The Season 4 opener helps audiences understand how Unique miraculously survived this fratricide attempt — involving a shady veterinarian and an underling to whom he still owes money. Unique is now a Frankenstein’s Monster of his former self, physically scarred and mentally volatile because of his traumatic brain injury.
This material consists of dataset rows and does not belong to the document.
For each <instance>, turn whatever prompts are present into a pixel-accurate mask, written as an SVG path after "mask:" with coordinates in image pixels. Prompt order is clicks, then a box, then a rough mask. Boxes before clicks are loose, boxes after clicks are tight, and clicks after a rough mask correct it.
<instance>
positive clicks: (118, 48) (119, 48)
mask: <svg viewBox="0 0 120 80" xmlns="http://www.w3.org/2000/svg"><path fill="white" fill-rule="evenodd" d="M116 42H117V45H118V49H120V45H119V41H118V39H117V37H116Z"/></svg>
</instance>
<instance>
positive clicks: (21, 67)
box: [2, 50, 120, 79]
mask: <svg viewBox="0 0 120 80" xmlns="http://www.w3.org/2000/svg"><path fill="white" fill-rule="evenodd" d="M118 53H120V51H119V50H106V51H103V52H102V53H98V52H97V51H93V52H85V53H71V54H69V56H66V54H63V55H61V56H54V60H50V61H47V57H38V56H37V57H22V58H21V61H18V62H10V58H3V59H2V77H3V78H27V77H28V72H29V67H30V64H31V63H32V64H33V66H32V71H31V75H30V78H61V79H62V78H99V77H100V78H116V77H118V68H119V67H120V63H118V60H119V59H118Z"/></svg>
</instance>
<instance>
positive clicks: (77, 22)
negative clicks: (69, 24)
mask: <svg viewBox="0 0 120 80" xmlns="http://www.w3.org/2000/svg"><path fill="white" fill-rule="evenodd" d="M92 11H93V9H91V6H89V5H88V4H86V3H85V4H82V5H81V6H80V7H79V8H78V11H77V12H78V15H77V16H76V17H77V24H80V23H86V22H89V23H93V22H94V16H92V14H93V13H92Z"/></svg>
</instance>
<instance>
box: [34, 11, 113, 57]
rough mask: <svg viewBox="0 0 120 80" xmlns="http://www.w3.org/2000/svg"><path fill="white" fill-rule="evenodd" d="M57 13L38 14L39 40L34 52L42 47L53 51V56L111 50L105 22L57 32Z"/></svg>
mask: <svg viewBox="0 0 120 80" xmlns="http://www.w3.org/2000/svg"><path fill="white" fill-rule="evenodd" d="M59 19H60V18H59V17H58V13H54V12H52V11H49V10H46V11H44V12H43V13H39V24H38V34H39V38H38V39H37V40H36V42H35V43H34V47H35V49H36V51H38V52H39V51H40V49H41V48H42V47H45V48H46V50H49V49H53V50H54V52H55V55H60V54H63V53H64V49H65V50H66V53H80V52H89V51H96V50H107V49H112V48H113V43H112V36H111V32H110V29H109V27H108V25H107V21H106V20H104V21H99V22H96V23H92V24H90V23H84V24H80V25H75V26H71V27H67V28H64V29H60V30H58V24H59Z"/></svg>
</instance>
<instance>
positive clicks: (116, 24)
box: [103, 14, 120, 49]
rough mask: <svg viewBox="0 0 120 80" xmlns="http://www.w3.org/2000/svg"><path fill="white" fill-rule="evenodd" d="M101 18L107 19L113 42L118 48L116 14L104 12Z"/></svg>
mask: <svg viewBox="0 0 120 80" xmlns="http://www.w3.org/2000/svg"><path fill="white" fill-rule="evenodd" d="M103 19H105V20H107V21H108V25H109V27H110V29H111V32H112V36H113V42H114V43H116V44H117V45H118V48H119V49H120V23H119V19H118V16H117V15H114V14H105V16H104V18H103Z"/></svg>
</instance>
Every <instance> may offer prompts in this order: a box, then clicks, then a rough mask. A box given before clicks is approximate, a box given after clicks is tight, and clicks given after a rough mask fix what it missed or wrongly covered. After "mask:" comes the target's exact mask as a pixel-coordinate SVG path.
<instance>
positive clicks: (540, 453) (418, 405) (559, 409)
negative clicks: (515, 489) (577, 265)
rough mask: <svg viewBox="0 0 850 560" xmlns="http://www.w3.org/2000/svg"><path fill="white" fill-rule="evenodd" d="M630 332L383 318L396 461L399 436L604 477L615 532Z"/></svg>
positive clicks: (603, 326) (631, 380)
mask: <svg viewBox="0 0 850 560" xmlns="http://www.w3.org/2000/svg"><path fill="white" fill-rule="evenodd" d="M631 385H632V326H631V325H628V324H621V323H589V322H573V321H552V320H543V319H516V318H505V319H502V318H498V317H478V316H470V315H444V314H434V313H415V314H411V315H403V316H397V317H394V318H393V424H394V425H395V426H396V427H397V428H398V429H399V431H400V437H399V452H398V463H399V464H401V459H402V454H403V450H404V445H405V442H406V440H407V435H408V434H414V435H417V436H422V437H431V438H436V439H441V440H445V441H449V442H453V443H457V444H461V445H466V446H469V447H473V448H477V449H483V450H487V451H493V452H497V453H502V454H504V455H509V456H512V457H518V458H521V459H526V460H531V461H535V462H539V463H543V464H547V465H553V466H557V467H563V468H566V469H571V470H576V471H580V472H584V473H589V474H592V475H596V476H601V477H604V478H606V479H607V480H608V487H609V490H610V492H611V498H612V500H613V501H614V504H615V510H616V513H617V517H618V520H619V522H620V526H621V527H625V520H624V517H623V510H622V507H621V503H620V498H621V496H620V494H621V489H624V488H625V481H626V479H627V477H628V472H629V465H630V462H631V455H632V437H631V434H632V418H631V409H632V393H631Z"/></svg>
Elsewhere, Raq is still dealing with the emotional fallout of her affair with Unique, whom she believes is dead, while her brothers continually try to crawl out from under their sister’s thumb and establish their own identities. Hotheaded older brother Marvin, who’s never quite able to reform his penchant for viciousness despite trying, is now doing side jobs behind Raq’s back for Stefano Marchetti (none other than Tony Danza, who nails the necessary congenial menace), a low-level mafioso who’s been both friend and foe to Raq’s crack empire. Tormented younger brother Lou, an guilt-ridden alcoholic who just wants to strike out on his own as a hip-hop and R&B producer, is finally making a name for himself in the music industry, with the help of a slick label exec (Josh Pais) and talented but uncultivated new act B-Rilla (Pardison “Pardi” Fontaine, already a new player to watch).
The show’s heart and soul, though, is not Kanan himself, but his cousin and best friend Jukebox (Hailey Kilgore on Raising Kanan and Anika Noni Rose before her on Power). Marvin’s daughter, she’s also the only person Raq seems to love unconditionally and without burden. A young queer woman who has experienced everything from the terrible loss of a first love to the violent rejection of both her parents (because of her sexual orientation and more masculine presentation), she dreams that a singing career will uplift her out of her dysfunctional family and the hustle of life on the Southside — only to be sabotaged again and again by the actions of her relatives. Joining the army in Season 4 only presents new homophobic challenges.
“Heartbreaks, setbacks,” 50 Cent croons at the beginning of every episode of Raising Kanan. Jukebox may not be the title character, but her journey encompasses these words most acutely.